The study compared the AI system's results with the determinations of the 12-15 oncologists making up the institution's multidisciplinary tumor board.

The researchers reviewed a total of 638 breast cancer patients cared for in Manipal Hospitals.

WFO analyzed the cases and came up with three recommendations – standard treatment (REC); for consideration (FC); and not recommended (NREC).

The study found that the oncologists agreed with WFO about REC and FC recommendations 90 percent of the time.
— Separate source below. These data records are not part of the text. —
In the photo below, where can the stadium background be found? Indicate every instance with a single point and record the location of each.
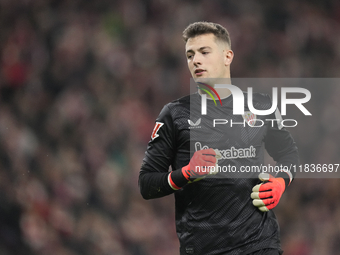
(81, 84)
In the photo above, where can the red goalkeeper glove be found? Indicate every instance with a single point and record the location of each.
(267, 194)
(200, 165)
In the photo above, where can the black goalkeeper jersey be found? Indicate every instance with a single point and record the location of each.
(215, 215)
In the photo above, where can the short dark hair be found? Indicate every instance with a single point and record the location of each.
(204, 27)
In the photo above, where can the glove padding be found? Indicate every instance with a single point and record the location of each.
(267, 194)
(202, 163)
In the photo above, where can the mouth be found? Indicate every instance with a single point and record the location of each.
(199, 72)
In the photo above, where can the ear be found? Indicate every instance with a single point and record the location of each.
(228, 57)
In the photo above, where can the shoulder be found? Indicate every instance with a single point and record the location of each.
(176, 109)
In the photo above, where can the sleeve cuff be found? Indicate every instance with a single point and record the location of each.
(176, 179)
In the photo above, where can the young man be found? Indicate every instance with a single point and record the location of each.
(230, 213)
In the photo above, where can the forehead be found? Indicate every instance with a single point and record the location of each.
(205, 40)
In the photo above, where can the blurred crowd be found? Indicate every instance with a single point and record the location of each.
(81, 83)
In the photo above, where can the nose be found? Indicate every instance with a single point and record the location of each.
(196, 60)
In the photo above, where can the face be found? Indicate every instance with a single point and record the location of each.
(208, 58)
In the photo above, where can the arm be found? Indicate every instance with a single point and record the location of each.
(281, 146)
(153, 176)
(154, 179)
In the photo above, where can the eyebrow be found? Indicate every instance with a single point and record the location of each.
(200, 49)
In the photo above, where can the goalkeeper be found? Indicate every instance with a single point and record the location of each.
(217, 214)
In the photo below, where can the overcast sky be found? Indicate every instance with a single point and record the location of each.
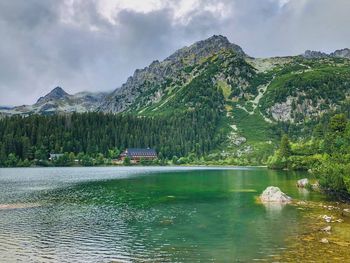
(86, 45)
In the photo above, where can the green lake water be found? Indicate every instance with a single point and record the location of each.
(152, 214)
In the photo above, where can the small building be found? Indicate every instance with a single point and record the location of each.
(136, 154)
(55, 156)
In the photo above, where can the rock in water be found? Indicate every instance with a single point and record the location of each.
(324, 241)
(302, 183)
(326, 229)
(274, 194)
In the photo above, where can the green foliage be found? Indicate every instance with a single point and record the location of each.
(127, 161)
(327, 156)
(285, 148)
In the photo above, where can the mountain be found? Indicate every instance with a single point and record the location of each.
(154, 79)
(341, 53)
(59, 101)
(240, 105)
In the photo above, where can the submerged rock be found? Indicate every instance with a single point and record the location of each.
(302, 183)
(275, 195)
(328, 219)
(326, 229)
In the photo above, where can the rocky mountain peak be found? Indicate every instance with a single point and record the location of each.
(314, 54)
(341, 53)
(55, 94)
(205, 48)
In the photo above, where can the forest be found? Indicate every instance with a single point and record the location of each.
(27, 139)
(326, 155)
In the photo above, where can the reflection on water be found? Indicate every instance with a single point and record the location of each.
(136, 214)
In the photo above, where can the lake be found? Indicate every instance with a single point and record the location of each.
(144, 214)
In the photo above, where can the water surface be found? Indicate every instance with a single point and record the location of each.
(144, 214)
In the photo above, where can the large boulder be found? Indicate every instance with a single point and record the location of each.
(302, 183)
(275, 195)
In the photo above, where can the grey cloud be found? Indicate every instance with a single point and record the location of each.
(45, 43)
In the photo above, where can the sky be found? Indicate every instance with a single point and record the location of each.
(87, 45)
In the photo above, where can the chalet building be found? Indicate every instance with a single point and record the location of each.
(136, 154)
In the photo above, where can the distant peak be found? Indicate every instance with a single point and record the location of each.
(314, 54)
(59, 91)
(341, 53)
(205, 48)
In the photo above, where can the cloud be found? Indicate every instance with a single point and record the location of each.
(96, 45)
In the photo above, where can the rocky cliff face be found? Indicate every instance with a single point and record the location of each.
(280, 89)
(59, 101)
(341, 53)
(154, 78)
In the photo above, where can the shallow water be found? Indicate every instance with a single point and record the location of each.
(148, 214)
The type — and complexity — of cancer impacted the rate of agreement. For non-metastatic disease, doctors and machine agreed 80 percent of the time. When metastases occurred, however, agreement was just 45 percent.

WFO and physicians concurred in cases of triple-negative breast cancer 68 percent of the time.

WFO did not fare as well with its analyses of HER2/neu-negative cases, however, matching the doctors in just 35 percent of the cases.

“Including HER2/neu cases opens up many more treatments and variables for consideration,” Somashekhar noted, suggesting that these trickier cases increased “the demands on human thinking capacity. More complicated cases lead to more divergent opinions on the recommended treatment.”

Regarding speed to diagnoses, WFO was a clear leader. People needed about 20 minutes for a fresh case and 12 minutes for those they were more familiar with.

Watson took a mere 40 seconds to collect and review the information and come up with a diagnosis.